After the International Convention on the Control of Harmful Anti-Fouling Systems on Ships (AFS Convention) took effect in 2008, tributyltin (TBT) was removed from anti-fouling paints and replaced by several new biocides. One of these replacements was cybutryne which is used in hull paint to prevent biofouling growth.
In 2019, it was brought to the attention of the IMO that cybutryne is acutely and chronically toxic for a variety of marine organisms and in some respects even more harmful than TBT. The substance gathers in sediments and causes long-term effects on the marine environment. As such it should not be permitted.
Now, an anti-fouling system (AFS) works by leaching biocides from the top layer of paint throughout its lifetime, which is usually five years. Before the end of the AFS’ service life, it is reapplied to the ship.
In 2020, organisations and member states of the IMO carried out extensive research into cybutryne used in AFS.

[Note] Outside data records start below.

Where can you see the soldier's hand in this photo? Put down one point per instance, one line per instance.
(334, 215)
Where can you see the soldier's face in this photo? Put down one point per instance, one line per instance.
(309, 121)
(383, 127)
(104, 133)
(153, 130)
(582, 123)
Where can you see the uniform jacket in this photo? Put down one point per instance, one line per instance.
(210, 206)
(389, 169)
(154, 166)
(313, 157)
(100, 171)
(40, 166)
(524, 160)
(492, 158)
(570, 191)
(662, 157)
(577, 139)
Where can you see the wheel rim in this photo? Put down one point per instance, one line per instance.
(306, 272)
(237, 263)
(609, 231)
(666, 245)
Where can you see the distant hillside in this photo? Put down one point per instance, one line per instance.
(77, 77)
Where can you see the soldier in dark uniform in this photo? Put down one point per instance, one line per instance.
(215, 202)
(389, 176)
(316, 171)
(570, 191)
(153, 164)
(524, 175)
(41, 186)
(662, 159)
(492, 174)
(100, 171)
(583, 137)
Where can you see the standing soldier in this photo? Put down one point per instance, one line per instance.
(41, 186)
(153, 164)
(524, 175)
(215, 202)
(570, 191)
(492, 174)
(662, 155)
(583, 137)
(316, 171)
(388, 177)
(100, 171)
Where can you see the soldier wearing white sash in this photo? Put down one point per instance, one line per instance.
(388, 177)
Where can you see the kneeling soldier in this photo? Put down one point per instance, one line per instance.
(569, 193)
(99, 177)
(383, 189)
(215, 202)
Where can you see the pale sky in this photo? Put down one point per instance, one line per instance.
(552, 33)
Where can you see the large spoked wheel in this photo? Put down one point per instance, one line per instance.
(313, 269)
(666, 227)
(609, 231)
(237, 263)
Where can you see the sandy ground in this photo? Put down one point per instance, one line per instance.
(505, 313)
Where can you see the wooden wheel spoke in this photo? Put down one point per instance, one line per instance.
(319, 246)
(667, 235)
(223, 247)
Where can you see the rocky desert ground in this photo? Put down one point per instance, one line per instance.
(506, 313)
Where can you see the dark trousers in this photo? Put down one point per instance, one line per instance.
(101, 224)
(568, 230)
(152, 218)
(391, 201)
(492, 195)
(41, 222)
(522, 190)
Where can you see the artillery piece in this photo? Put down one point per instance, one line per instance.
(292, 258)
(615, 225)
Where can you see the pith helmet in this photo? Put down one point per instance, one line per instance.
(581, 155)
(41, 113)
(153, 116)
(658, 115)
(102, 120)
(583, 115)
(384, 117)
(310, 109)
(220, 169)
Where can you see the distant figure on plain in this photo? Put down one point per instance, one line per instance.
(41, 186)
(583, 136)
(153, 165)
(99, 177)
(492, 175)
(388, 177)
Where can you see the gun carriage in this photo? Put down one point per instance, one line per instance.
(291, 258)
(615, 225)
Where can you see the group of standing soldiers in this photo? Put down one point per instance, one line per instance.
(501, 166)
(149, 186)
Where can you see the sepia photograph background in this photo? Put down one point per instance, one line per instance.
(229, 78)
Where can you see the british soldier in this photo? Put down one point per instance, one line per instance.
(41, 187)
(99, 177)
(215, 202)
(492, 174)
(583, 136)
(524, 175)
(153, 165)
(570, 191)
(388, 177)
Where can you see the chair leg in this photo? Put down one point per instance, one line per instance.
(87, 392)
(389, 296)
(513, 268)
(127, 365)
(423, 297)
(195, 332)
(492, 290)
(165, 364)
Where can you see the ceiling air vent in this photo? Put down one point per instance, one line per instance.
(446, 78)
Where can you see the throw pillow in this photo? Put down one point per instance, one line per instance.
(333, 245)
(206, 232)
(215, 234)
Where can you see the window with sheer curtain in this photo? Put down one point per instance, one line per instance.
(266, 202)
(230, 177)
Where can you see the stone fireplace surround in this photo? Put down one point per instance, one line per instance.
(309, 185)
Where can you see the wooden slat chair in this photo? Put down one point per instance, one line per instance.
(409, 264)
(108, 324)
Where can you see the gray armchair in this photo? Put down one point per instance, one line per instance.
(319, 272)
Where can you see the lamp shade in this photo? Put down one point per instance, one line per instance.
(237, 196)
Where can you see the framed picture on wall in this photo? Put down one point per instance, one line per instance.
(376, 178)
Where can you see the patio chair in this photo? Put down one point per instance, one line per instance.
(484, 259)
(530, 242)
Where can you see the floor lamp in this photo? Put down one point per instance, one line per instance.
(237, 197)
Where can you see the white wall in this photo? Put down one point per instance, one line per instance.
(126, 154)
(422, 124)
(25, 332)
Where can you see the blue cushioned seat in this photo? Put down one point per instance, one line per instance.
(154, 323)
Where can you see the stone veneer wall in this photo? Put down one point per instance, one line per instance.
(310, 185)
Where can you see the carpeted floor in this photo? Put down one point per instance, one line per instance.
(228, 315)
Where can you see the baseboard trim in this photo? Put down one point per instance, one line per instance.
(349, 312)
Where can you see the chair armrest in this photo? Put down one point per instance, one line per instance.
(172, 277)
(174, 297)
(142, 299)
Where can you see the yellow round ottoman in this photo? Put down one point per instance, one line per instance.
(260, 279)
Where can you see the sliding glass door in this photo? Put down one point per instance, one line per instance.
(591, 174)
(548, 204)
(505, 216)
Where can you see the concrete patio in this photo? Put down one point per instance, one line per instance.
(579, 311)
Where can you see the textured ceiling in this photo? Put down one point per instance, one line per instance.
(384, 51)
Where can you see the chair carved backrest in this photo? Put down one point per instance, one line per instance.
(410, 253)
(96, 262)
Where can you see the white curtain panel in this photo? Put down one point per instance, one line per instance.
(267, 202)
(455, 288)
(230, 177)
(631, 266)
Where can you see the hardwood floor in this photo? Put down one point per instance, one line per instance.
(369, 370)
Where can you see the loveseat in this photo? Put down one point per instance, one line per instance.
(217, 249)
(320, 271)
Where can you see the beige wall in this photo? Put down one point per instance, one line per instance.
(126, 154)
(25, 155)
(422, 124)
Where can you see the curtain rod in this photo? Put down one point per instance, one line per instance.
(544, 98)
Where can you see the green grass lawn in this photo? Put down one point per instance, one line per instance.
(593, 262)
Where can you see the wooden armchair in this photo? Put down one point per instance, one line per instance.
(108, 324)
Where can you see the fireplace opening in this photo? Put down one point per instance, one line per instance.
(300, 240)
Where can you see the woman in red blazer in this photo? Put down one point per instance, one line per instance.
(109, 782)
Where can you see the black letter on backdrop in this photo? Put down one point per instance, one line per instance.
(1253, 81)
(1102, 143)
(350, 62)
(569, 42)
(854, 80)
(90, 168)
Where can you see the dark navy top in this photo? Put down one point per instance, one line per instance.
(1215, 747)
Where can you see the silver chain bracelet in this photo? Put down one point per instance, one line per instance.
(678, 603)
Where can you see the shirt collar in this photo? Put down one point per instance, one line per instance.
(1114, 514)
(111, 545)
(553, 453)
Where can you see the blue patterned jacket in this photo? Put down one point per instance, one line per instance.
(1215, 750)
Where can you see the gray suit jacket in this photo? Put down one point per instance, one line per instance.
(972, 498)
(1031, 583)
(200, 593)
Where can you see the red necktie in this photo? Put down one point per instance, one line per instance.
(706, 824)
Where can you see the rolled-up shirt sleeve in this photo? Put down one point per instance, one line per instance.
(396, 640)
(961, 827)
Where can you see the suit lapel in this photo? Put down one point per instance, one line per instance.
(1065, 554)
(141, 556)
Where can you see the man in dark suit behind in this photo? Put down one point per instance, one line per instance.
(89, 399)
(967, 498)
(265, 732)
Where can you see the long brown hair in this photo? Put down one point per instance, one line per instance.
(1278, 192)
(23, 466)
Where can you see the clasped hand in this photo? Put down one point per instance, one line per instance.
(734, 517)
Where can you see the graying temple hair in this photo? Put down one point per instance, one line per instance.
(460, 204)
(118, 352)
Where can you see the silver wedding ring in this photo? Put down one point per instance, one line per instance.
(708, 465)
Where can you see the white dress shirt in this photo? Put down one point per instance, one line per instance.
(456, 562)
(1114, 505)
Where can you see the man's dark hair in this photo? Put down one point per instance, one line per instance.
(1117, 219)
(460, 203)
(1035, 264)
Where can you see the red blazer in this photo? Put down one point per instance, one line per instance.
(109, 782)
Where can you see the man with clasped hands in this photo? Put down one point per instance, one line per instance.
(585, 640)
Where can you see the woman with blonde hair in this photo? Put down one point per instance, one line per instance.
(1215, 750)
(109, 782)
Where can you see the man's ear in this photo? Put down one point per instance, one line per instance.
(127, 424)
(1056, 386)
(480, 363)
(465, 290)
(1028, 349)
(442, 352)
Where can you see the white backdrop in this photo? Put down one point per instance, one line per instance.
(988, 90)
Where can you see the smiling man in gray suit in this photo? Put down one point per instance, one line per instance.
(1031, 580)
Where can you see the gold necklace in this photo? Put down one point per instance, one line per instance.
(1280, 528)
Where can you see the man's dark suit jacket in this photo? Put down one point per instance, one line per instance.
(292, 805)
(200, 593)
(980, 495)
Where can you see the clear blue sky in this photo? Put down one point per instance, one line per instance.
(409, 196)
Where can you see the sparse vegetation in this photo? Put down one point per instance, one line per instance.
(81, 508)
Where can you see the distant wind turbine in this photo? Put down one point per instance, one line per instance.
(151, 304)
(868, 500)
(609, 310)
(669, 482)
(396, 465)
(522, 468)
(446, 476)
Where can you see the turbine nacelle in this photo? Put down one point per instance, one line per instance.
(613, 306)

Japan investigated the amount of cybutryne remaining in an AFS around the end of its service life. The samples taken from AFS near the end of their lifetimes showed very low concentrations of cybutryne:
According to the result of the analysis, it can be concluded that there would be almost no environmental benefit in requiring removal or sealer coatings for ships bearing an AFS containing cybutryne which is reaching or has passed the end of its service life. (PPR 7/6/4, Remaining amount of cybutryne in an anti-fouling system (AFS) by Japan)
Additional research carried out by the International Paint and Printing Ink Council (IPPIC) highlighted an important point regarding applying an AFS system using a different biocide other than cybutryne:
Based on a review of the physical and chemical properties of cybutryne and tributyltin, IPPIC experts have concluded that these products will also prevent cybutryne leaching from underlying coating layers. In addition, applying a fresh anti-fouling coating over an underlying non-compliant product can prevent biocide leaching by “sealing in” the biocide within the underlying coating layers. (PPR 7/6 – Use of anti-fouling paints containing cybutryne on ships and pleasure craft, function and availability of sealer coats which prevent leaching of cybutryne from underlying coatings, and guidance on the control of cybutryne-contaminated dry-docking wastes by IPPIC)
Furthermore, IMO adopted amendments to the AFS Convention regarding controls on cybutryne and the form of the International Anti-fouling System Certificate. The amendments will enter into force on 1 January 2023. From this date, the application or re-application of an AFS containing cybutryne will not be permitted.
Ships bearing an AFS that contains this substance in the external coating layer of their hulls or external parts or surfaces shall either:
- Remove the anti-fouling system; or
- Apply a coating that forms a barrier to prevent cybutryne leaching from the underlying AFS.
This amendment applies to all ships except existing fixed and floating platforms, floating storage units, and floating production storage and offloading facilities that have been constructed and not been in dry-dock on or after 1 January 2023; ships not engaged in international voyages; and ships of less than 400 gross tonnage engaged in international voyages, if accepted by the coastal State(s).
The latter part applies to the next scheduled renewal of the AFS after 1 January 2023, but no later than 60 months following the last application of an AFS containing cybutryne to the ship.